Jordi Savall’s concert on the music of Don Quixote last weekend was breathtaking! I love that there are scholar-musicians in our time that have the knowledge, interest, and skill to reconstruct the music, instruments, and techniques of their ancestors, bringing back to life (as closely as one can without recordings of the actual music) the experience of musicians and listeners from centuries ago. Last Friday we heard Renaissance Spanish music played by period instruments and interspersed with narrative from the 17th century text of the novel by Cervantes. This was a “bringing back to life” moment of people long-dead, but whose culture and society lives on in the people who played for us.

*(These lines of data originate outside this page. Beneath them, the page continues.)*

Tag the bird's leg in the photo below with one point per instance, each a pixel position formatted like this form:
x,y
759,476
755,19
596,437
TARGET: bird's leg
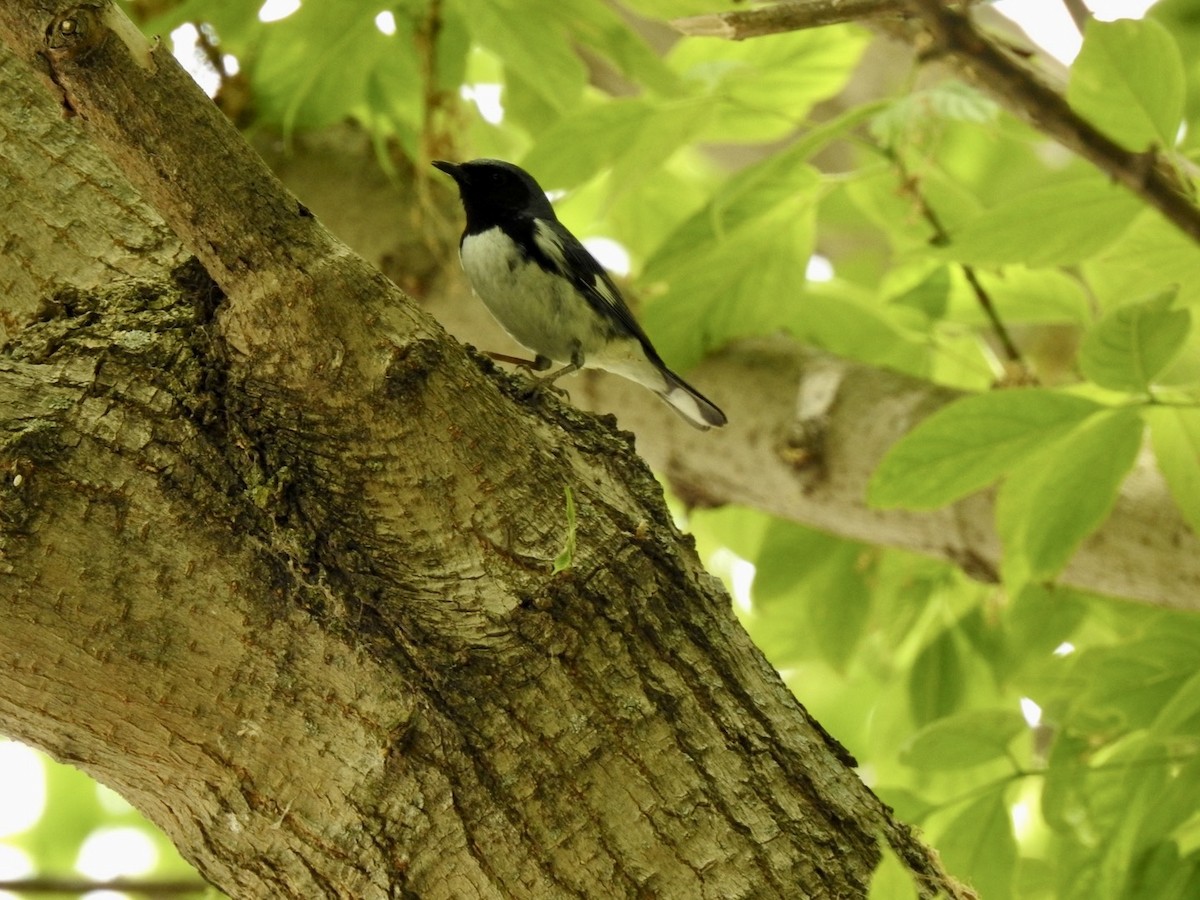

Next week we’ll experience Croatian musicians presenting the music and scholarship of their ancestors in medieval Croatian music and texts. In February, the spell-binding storytelling of the Old English text, Beowulf, will come to Kansas City. And although this all comes to us through the centuries from lands afar and people very long since dead, those heritages of culture and the sense of who those people were directly affect the mixing pot that is our country today and the direct connectedness that is our world today.